Annuity Issuers Eye Dodd-Frank Act
August 6, 2010 by Katharine Rose
The Dodd-Frank Wall Street Reform and Consumer Protection Act could increase the cost of the derivatives that insurers use in annuity programs, an executive says.
The topic came up during a second-quarter earnings teleconference focusing on Prudential Financial Inc., Newark, N.J. (NYSE:PRU). Prudential reported $1.1 billion in total net income for the quarter on $11 billion in revenue, up from $163 million in net income on $6.9 billion in revenue for the second quarter of 2009.
During the call, a securities analyst asked Prudential executives for their thoughts about how the Dodd-Frank Act might affect Prudential’s hedging costs and variable annuities.
Mark Grier, executive vice president of financial management at Prudential, said uncertainty remains.
“While the passage and signing of the bill represented a climax to the whole process of fixing everything, there’s a lot of work to do in terms of interpretation, writing rules and implementation,” Grier said.
Grier said Dodd-Frank could cause have more than one type of effect on annuity operations.
“I would anticipate that the providers of the long dated equity-linked derivatives that we use in our annuity business may be required to hold more capital,” Grier said. “As a result of that, we may see a more expensive environment in which to use those derivative products. However, on the other side of it, the combination of clearing and possibly exchange rating with respect to a lot of other kinds of derivatives we use, particularly the more plain interest rate derivatives, may drive the cost of those derivatives down somewhat.”
Other insurers have started to talk about the possible effects of the Dodd-Frank derivatives provisions in their second-quarter 10-Q financial reports.
Hartford Financial Services Group Inc., Hartford (NYSE:HIG), says it believes the new derivatives clearing, margin and capitalization rules will increase the cost of its hedging program.

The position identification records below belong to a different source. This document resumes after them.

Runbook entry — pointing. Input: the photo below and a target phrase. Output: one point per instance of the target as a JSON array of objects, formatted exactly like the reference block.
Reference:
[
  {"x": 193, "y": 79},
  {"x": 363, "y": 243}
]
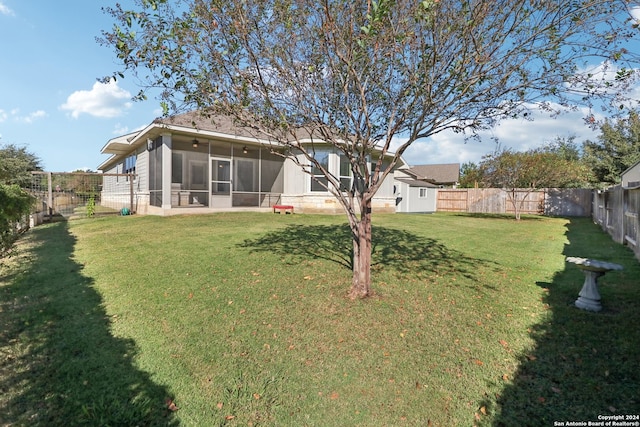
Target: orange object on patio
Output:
[{"x": 282, "y": 208}]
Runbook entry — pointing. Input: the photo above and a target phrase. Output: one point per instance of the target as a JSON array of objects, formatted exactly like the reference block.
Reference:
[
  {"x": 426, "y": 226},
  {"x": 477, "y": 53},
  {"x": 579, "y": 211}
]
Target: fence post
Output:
[
  {"x": 131, "y": 178},
  {"x": 50, "y": 195}
]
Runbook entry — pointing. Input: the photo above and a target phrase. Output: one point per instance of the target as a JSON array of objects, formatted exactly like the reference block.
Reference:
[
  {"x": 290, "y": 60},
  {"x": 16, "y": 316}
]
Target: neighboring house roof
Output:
[
  {"x": 437, "y": 174},
  {"x": 416, "y": 183}
]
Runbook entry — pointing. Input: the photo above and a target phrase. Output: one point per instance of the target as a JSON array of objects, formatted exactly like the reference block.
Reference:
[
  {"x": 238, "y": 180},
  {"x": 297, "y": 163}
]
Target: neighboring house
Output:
[
  {"x": 442, "y": 176},
  {"x": 631, "y": 177},
  {"x": 416, "y": 187},
  {"x": 188, "y": 163}
]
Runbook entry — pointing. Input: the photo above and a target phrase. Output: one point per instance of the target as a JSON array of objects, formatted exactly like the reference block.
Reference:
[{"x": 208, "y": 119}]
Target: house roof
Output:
[
  {"x": 193, "y": 125},
  {"x": 438, "y": 174},
  {"x": 416, "y": 183}
]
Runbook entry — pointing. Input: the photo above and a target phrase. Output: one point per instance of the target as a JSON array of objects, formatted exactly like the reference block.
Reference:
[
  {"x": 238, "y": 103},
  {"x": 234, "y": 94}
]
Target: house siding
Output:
[{"x": 281, "y": 181}]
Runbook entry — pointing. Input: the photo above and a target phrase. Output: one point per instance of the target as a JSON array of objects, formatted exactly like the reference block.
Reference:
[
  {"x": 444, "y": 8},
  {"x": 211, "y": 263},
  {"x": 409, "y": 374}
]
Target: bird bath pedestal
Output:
[{"x": 589, "y": 297}]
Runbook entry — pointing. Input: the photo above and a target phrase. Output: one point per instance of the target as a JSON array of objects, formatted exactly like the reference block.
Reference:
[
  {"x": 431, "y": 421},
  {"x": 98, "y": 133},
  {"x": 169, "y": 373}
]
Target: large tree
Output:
[
  {"x": 356, "y": 74},
  {"x": 617, "y": 148},
  {"x": 16, "y": 165}
]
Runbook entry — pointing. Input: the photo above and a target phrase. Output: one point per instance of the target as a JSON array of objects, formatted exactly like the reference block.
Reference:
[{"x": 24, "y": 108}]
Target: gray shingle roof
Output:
[{"x": 438, "y": 174}]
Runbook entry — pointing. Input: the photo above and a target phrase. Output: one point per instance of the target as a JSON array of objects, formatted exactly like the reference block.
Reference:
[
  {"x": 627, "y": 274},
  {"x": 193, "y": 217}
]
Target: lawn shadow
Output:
[
  {"x": 402, "y": 251},
  {"x": 584, "y": 364},
  {"x": 59, "y": 363}
]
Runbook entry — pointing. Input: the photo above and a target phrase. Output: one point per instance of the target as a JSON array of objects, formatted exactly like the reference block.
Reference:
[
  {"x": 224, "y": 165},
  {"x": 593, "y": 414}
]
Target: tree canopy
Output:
[
  {"x": 16, "y": 164},
  {"x": 356, "y": 75},
  {"x": 617, "y": 149},
  {"x": 520, "y": 173}
]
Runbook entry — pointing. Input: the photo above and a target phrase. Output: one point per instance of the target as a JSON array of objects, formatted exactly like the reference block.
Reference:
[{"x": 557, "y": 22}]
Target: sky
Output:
[{"x": 52, "y": 104}]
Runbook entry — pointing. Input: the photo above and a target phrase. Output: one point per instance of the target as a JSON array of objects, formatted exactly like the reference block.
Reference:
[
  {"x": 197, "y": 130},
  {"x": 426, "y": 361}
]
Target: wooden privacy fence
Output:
[
  {"x": 549, "y": 201},
  {"x": 616, "y": 210}
]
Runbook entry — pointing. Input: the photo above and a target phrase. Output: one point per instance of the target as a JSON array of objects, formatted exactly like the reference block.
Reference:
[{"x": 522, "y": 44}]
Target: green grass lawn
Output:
[{"x": 242, "y": 319}]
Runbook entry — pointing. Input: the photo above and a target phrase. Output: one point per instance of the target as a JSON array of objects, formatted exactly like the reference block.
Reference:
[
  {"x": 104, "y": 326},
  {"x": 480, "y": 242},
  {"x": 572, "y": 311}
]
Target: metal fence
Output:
[
  {"x": 77, "y": 195},
  {"x": 616, "y": 210},
  {"x": 549, "y": 201}
]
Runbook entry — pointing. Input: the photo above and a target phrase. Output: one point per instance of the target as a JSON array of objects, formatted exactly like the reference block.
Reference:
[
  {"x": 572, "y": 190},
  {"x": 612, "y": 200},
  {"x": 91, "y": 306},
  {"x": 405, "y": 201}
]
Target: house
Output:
[
  {"x": 442, "y": 176},
  {"x": 631, "y": 177},
  {"x": 189, "y": 164},
  {"x": 416, "y": 187}
]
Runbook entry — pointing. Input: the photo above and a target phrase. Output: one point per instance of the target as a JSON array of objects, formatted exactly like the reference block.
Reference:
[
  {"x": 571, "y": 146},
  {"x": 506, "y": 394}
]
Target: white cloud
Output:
[
  {"x": 515, "y": 134},
  {"x": 32, "y": 116},
  {"x": 103, "y": 100},
  {"x": 15, "y": 115},
  {"x": 4, "y": 10}
]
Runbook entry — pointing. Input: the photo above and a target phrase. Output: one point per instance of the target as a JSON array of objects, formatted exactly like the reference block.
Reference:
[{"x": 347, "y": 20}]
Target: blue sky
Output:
[{"x": 51, "y": 103}]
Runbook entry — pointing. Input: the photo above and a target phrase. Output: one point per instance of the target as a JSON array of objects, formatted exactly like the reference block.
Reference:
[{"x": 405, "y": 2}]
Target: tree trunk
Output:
[{"x": 361, "y": 286}]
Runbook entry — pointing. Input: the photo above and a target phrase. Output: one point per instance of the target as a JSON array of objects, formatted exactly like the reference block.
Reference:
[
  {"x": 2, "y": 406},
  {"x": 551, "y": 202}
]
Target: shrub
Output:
[{"x": 15, "y": 204}]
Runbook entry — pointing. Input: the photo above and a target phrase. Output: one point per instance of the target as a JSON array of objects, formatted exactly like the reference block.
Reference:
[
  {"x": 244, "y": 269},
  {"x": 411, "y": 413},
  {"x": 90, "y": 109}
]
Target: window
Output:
[
  {"x": 345, "y": 173},
  {"x": 130, "y": 165},
  {"x": 322, "y": 157}
]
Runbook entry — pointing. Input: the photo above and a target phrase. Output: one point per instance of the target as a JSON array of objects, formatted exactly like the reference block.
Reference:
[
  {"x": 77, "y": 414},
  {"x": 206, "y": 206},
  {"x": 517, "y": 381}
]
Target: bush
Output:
[{"x": 15, "y": 204}]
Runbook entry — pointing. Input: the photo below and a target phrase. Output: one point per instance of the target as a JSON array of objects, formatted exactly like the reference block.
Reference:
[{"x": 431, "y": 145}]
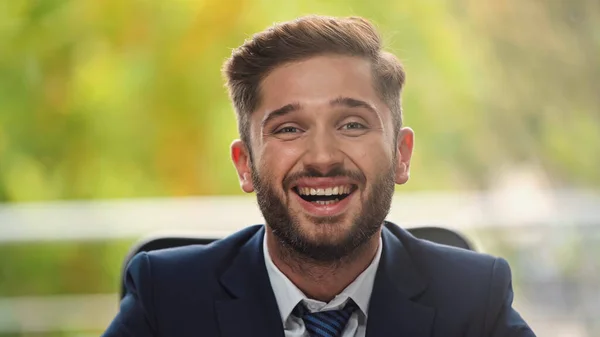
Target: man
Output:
[{"x": 322, "y": 145}]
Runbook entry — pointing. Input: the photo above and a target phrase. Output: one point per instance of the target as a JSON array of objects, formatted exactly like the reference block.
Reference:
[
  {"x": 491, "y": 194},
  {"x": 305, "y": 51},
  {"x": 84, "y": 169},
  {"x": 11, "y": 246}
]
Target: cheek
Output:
[
  {"x": 278, "y": 160},
  {"x": 370, "y": 156}
]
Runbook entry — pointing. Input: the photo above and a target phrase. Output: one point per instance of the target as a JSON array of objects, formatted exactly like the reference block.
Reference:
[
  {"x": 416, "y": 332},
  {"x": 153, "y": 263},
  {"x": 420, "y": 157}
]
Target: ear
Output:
[
  {"x": 241, "y": 160},
  {"x": 406, "y": 141}
]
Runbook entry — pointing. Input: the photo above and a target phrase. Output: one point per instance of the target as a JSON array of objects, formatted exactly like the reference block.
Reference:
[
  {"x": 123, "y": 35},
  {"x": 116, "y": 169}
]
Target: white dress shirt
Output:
[{"x": 288, "y": 296}]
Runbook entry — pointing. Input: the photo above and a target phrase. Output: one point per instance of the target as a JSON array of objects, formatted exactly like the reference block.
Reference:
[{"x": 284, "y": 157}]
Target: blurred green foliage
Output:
[{"x": 113, "y": 98}]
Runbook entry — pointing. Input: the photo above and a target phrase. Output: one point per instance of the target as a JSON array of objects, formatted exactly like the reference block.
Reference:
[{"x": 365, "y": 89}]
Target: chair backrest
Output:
[{"x": 438, "y": 235}]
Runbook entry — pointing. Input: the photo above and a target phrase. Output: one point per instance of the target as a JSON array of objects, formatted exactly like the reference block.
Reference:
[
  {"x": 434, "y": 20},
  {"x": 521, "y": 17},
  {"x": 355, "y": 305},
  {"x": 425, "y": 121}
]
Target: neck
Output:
[{"x": 321, "y": 280}]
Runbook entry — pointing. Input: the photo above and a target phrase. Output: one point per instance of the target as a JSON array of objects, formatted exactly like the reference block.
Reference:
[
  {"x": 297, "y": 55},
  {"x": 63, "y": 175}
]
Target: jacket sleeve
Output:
[
  {"x": 135, "y": 317},
  {"x": 501, "y": 319}
]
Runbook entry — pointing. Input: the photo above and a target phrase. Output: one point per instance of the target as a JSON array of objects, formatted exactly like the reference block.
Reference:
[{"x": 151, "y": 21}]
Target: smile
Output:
[{"x": 324, "y": 196}]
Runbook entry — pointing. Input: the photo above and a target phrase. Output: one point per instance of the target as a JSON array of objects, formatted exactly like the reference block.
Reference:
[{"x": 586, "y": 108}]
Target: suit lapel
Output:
[
  {"x": 252, "y": 310},
  {"x": 391, "y": 310}
]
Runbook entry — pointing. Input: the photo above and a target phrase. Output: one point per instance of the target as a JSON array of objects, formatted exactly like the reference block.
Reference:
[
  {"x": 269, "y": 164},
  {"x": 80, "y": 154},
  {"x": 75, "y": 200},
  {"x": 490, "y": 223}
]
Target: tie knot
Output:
[{"x": 328, "y": 323}]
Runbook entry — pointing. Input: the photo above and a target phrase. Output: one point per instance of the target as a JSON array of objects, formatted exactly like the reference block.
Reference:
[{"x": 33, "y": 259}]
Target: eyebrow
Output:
[
  {"x": 353, "y": 103},
  {"x": 284, "y": 110},
  {"x": 340, "y": 101}
]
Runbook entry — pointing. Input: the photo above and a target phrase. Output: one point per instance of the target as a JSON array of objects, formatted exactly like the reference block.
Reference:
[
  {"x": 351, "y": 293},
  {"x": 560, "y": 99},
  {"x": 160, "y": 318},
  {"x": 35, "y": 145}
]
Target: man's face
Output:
[{"x": 324, "y": 158}]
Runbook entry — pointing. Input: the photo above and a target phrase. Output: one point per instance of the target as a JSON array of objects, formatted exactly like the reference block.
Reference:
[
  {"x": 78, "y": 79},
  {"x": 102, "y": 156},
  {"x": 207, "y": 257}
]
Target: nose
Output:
[{"x": 323, "y": 153}]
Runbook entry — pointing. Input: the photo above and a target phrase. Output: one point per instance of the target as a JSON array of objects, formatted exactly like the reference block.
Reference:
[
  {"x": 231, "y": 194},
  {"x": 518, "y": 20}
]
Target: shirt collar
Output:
[{"x": 288, "y": 295}]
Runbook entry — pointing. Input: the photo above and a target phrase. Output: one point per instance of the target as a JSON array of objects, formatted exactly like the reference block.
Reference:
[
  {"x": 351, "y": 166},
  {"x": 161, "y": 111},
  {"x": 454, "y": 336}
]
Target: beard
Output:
[{"x": 285, "y": 224}]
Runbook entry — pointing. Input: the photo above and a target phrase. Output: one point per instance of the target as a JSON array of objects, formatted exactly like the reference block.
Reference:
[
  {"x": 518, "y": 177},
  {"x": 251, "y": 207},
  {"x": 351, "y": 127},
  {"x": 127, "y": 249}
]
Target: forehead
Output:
[{"x": 316, "y": 81}]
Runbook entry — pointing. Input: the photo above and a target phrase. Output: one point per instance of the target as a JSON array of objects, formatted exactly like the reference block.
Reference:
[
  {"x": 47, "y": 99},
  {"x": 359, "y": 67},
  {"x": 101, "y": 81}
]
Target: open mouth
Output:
[{"x": 325, "y": 196}]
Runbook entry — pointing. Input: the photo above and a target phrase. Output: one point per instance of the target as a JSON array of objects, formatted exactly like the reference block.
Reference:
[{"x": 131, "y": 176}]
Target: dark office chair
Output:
[{"x": 434, "y": 234}]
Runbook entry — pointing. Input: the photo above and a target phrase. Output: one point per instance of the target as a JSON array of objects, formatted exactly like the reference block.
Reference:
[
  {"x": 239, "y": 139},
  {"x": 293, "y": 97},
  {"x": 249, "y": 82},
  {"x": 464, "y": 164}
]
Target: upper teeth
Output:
[{"x": 343, "y": 189}]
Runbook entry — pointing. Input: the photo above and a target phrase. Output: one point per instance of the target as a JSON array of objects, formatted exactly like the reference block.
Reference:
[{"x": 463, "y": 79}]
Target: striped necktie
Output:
[{"x": 328, "y": 323}]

MetLife Inc., New York (NYSE:MET), says the new derivatives requirements could reduce its liquidity and increase the cost of the derivatives it uses to protect itself against the risk associated with annuity guarantees. If the new rules limit MetLife’s ability to customize derivatives, that could also cause problems, the company says.
During the earnings call, Prudential executives also talked about the rebound in the variable annuity (VA) market.
Prudential says its VA sales increased to $5.3 billion in the second quarter, up 57% from the total for the comparable quarter in 2009.
“It’s hard for us to predict where the momentum stops,” said Bernard Winograd, chief operating officer of Prudential’s U.S. operations. “
Prudential is not seeing competition for its Highest Daily strategy, Winograd said.
Some people may be working on products that would enable them to imitate or compete more directly with the HD format, but building the systems to support that approach will take a great deal of time and resources, Winograd said.
Much of the VA growth is coming from the opening of new distribution relationships that are selling more than existing distribution relationships, Winograd added.
“We haven’t annualized fully the impact on the business system of all that new distribution,” he said.
However, at some point, he said, “people will respond in ways that we won’t choose to or be able to compete with and the market share will level off. Where that is, is very hard for us to estimate.”
“Business is moving around, players have exited or reduced their level of aggressiveness in the market, and new players are entering,” Grier said. “So, part of this is that there is just a big shakeup, and I’m not sure how long this will continue.”